Stacy-Marie Ishmael is a journalist and editor from Trinidad and Tobago. She is currently the managing editor for crypto at Bloomberg News and the chair of the Foundation Board of the Craig Newmark Graduate School of Journalism.

==Career==
She was born and raised in San Fernando, Trinidad, where she went to Naparima Girls' High School, graduating in 2002 and then moving to Europe. She attended University of Franche-Comté and the London School of Economics, going on to become in 2006 a graduate trainee at the Financial Times (FT). There, Ishmael started Alphaville, one of the FTs first blogs. Business Insider described her work as "ridiculously knowledgeable" as well as "great on camera" in appearances for CNBC. Ishmael has also drawn praise for "astute" commentary on hiring and organizational diversity.

After five years at the FT, Ishmael departed for technology company Percolate, but returned in 2013 to the FT, where she became vice-president for communities, working with the FT Live series that produces 200 events a year.

Ishmael moved to BuzzFeed in 2014 as managing editor of mobile news as the company developed a news app, which launched in June 2015. She has also been a regular guest on BuzzFeed's popular podcast Another Round, hosting a segment called "Stacy's Career Corner". The Frisky praised Ishmael's advice for negotiations as "absolutely required listening for anyone who’s ever been afraid of walking into a room and asking for what they want" and said her recurring segment "is competent, clear-headed and extremely useful. It’s the kind of advice you wish you had when faced with a work challenge; it’s the advice you want when navigating the trenches of a workplace peppered with microaggressions and untoward overtures...It’s the kind of advice I wish I’d had when I was a young person figuring out how to navigate a world that they don’t prepare you for in college."

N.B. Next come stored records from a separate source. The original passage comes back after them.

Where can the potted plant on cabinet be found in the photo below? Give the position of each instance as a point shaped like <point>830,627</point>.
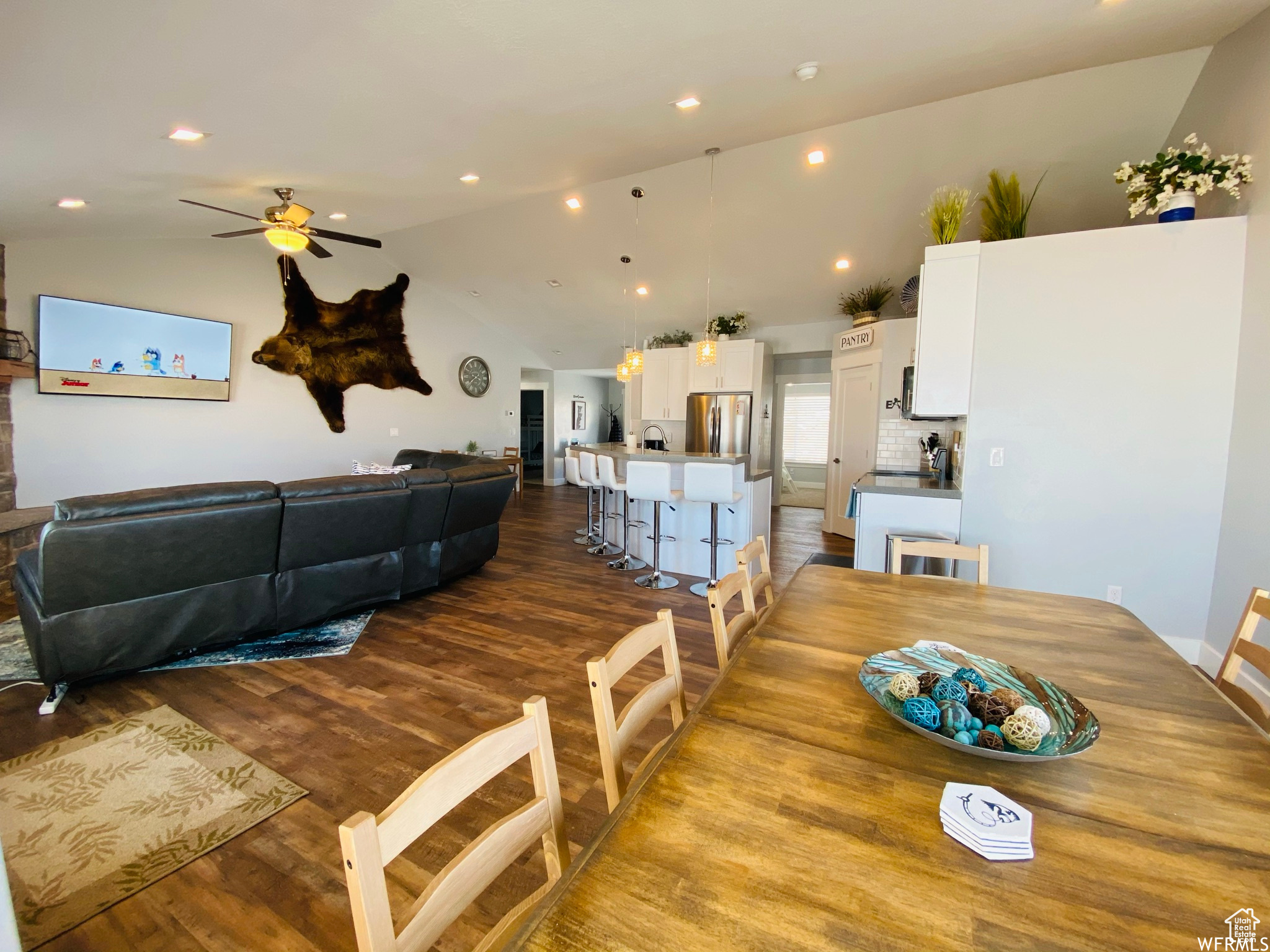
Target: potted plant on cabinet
<point>865,306</point>
<point>1168,184</point>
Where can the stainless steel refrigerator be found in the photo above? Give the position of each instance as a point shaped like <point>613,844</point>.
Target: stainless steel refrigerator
<point>719,423</point>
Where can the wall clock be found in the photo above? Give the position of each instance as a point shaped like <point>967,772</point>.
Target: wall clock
<point>474,376</point>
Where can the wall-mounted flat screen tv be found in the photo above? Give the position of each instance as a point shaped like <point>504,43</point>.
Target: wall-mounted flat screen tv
<point>110,351</point>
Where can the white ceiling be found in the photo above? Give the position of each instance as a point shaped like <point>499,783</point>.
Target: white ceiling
<point>780,224</point>
<point>376,107</point>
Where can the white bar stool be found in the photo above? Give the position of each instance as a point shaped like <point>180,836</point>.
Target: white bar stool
<point>652,482</point>
<point>590,475</point>
<point>573,474</point>
<point>609,480</point>
<point>710,483</point>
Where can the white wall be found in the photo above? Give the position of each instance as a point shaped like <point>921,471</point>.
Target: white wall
<point>1104,366</point>
<point>1230,108</point>
<point>271,428</point>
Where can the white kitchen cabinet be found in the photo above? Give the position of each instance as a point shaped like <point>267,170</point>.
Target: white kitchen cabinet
<point>733,369</point>
<point>945,330</point>
<point>665,385</point>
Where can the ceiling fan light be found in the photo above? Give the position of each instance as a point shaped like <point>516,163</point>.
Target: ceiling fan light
<point>287,240</point>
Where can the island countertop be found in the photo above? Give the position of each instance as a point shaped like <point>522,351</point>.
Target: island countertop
<point>620,451</point>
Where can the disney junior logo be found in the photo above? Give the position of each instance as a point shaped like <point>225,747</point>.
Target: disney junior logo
<point>1242,935</point>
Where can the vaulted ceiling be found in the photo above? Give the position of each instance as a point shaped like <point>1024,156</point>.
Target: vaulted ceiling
<point>375,108</point>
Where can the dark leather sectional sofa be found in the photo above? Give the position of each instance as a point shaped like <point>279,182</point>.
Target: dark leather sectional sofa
<point>126,580</point>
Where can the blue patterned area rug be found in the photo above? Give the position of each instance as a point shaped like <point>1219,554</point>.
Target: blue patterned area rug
<point>333,638</point>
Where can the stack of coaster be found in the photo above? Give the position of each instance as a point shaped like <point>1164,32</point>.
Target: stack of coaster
<point>990,823</point>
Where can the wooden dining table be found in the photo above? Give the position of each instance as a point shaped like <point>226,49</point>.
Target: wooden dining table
<point>790,811</point>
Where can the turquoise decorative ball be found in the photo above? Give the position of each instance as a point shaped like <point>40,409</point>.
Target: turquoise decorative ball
<point>953,718</point>
<point>970,676</point>
<point>948,690</point>
<point>923,712</point>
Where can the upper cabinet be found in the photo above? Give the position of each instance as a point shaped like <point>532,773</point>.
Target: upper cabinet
<point>945,330</point>
<point>665,385</point>
<point>735,368</point>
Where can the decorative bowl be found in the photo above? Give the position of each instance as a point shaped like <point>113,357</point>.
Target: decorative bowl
<point>1073,728</point>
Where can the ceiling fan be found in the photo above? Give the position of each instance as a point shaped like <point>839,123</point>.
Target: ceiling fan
<point>285,226</point>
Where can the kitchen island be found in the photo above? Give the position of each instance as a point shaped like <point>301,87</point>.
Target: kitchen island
<point>690,522</point>
<point>901,505</point>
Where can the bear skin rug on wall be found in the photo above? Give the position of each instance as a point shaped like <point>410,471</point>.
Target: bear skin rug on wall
<point>333,347</point>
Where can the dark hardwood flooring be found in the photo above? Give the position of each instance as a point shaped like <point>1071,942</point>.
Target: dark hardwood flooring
<point>426,677</point>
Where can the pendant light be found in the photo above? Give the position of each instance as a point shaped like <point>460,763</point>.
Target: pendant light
<point>624,371</point>
<point>708,348</point>
<point>636,357</point>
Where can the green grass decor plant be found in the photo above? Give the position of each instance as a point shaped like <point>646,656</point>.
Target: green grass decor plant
<point>1003,215</point>
<point>946,213</point>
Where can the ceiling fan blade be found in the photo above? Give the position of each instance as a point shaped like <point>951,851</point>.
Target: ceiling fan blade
<point>298,214</point>
<point>201,205</point>
<point>318,250</point>
<point>342,236</point>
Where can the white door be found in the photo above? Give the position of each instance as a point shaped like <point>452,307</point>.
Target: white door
<point>853,441</point>
<point>677,384</point>
<point>737,364</point>
<point>657,377</point>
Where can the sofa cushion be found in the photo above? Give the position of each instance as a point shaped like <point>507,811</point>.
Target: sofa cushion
<point>153,500</point>
<point>339,485</point>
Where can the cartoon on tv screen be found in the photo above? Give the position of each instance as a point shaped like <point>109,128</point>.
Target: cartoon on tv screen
<point>91,338</point>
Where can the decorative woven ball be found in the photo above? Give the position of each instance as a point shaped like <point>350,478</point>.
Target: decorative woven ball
<point>948,690</point>
<point>988,708</point>
<point>1021,731</point>
<point>1013,699</point>
<point>970,676</point>
<point>953,718</point>
<point>990,742</point>
<point>905,685</point>
<point>923,712</point>
<point>1036,715</point>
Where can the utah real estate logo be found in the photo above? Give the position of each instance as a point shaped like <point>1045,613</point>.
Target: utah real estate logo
<point>1242,935</point>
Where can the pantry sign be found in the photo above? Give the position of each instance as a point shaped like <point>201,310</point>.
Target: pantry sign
<point>855,339</point>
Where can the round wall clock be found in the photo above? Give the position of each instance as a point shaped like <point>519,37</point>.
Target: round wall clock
<point>474,376</point>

In 2016–17 Ishmael was a John S. Knight Journalism Fellow at Stanford.

From 2017 to 2019, Ishmael worked as senior editor at Apple.

In February 2020, the nonprofit Texas Tribune named Ishmael as editorial director, calling her "a superlative journalist and inspiring leader, role model and public citizen." She led the newsroom through the peak of the coronavirus pandemic and a severe winter storm that caused massive power outages.

Ishmael then co-hosted the Slate Money podcast from May 2021 to the beginning of 2022.

Bloomberg News announced in September 2021 that it was hiring Ishmael to be its managing editor for cryptocurrencies.